What iam wondering now is if its possible to get the hard disk of that computer and place it in the motherboard of another computer (compaq) so that whoever was using that old computer can go on and work with her files.
any suggestions /advice would be highly appreciated :-|

you can do it, but it does have a number of complications.
When a pc is first built it will have all necessary drivers for that pc. when you move a hard drive to another pc you end up with the wrong drivers. That means you have to find all the drivers for the system it's going into.

Personally I would place it into another pc as a slave drive - on the jumper clips change it to a slave, and plug it into the spare plug on the harddisk lead. This then means the pc boots as normal on it's main harddrive, but has the other hard drive as a 'd' drive - another hard drive. you can then access your data from it.

Depends on how old and what type that old drive is. If it's an IDE drive then no problem, you could add it to a newer style pc and read the data files as a second drive but if not you'll probably have to find another old machine that supports RLL or whatever old style drive it is. In the old days there were a number of different drive types, and the connection interfaces were different as well.
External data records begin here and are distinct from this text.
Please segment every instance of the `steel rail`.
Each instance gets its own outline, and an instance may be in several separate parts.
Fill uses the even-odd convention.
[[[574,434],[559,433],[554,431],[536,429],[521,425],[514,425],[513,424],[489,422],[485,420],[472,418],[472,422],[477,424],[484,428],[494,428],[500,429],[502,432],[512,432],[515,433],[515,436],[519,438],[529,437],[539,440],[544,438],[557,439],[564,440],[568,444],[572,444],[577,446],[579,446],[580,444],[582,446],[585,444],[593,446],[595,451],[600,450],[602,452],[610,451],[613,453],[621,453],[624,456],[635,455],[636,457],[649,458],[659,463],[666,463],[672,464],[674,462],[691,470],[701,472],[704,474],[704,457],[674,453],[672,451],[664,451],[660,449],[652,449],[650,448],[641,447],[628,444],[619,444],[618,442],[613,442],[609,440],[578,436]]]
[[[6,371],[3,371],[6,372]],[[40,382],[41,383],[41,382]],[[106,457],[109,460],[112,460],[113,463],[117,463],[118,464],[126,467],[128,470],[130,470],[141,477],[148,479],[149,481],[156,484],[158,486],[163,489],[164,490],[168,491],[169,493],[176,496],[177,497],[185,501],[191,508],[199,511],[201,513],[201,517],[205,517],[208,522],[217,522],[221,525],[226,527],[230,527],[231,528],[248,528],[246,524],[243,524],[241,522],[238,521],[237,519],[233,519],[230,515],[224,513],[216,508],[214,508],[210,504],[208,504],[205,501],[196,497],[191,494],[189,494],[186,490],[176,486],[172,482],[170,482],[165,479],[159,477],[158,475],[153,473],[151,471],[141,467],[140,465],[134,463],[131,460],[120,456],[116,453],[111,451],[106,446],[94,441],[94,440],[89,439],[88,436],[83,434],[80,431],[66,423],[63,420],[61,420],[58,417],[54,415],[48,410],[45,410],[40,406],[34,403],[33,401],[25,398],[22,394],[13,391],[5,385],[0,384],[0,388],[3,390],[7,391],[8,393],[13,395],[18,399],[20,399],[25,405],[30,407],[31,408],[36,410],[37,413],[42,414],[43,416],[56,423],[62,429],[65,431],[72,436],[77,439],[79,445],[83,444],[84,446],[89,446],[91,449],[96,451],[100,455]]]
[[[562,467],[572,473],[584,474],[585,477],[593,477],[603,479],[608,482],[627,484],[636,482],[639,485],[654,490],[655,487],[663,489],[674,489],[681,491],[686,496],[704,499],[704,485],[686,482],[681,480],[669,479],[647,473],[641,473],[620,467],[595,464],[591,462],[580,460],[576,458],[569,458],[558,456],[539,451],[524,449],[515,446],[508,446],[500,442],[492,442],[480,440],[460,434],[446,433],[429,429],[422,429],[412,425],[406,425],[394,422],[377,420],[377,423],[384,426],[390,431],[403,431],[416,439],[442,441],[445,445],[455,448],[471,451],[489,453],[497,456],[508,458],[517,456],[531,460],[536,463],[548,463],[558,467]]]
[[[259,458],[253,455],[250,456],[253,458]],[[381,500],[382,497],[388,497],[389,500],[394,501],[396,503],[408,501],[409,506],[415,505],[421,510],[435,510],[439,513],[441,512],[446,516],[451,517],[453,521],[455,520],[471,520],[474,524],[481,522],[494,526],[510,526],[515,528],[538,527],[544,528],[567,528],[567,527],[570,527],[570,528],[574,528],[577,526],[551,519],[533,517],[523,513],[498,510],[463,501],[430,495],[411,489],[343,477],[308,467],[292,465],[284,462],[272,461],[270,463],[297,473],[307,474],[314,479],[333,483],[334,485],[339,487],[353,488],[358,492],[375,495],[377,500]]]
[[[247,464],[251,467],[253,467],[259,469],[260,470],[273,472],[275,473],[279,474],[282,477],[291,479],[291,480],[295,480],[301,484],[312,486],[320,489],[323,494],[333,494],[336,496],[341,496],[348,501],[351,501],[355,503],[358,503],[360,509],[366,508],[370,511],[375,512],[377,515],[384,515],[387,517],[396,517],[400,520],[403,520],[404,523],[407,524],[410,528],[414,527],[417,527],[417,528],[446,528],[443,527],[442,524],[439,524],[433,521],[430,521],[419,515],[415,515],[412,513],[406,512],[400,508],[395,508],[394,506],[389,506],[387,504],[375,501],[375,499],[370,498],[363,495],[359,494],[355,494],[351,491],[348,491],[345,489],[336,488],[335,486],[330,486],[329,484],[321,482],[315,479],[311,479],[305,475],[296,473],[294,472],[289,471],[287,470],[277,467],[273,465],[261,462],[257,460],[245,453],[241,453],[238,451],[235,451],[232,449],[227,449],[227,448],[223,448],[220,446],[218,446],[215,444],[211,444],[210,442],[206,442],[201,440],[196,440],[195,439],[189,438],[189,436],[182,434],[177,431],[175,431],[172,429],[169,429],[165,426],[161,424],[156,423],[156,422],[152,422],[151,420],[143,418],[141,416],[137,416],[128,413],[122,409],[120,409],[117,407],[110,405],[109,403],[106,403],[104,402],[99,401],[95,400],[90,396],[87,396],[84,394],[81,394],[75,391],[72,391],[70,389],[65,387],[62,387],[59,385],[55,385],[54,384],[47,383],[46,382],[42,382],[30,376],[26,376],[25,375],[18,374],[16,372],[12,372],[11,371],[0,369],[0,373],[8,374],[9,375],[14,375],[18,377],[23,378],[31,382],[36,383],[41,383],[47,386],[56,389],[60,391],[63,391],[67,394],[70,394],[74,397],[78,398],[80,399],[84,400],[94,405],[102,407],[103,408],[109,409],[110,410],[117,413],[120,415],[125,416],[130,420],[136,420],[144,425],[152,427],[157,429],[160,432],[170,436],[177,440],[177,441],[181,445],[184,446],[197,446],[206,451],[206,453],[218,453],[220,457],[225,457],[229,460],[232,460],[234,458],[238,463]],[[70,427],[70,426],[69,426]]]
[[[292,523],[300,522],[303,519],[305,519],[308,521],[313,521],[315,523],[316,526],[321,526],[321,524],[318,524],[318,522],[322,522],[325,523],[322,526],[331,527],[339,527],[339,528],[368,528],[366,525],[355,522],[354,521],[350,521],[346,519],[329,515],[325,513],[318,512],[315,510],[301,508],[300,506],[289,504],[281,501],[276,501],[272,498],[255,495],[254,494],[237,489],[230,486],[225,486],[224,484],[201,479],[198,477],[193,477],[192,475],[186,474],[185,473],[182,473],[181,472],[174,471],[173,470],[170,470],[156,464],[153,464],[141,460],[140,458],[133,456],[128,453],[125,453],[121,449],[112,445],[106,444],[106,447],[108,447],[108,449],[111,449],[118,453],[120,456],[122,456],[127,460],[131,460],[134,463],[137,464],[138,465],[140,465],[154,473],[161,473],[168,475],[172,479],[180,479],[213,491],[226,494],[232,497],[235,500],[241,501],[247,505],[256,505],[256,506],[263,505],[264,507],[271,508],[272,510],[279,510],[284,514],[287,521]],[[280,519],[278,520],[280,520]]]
So no, you may not necessarily be able to just plug it in.

Thanks for that.I will try to place it as a slave drive but when I exprole my computer will I be able to see it or will be required to configure something somewhere.
Also how can one find out that a machine supports a certain type of hard drive like RLL or something else.

If you have computer above a 286, don't worry about MFM and RLL drives. They've been replaced by IDE for almost 10 years or better.

When you put the new drive in the computer, watch the start up screens. If it detects it, (It'll probably say "Primary slave") then it'll show up in Windows. If not, then it won't. Some systems don't automatically look for new drives, so you have to tell them to do so in the BIOS.

I did connect the two drives and are both accessible but there is only one big problem; the old computer drive had drives c,d,e,f the drive that is the master has a drive c but now the drive c of the slave drive can't be seen anywhere and its the one that is required
any suggestions?

drive c of the slave should have become drive d on your machine with both connected properly.

Are the jumpers definitely set correctly? i.e. one set to master, one to slave?

IF you can see any of the partitions of the old drive and not what used to be the c partition on any of them, then go to control panel/ adminstrative tools/computer management/disk manager and assign the partition a drive letter.

I agree I had a similar Issue and had to assign a drive letter to a Partition in one of my Hard Drives. Except that Disk Management would not let me assign it a drive letter, my only available options were Delete Partition and Help. SOOO, I ended up using Partition Magic and was able to assign it a drive letter.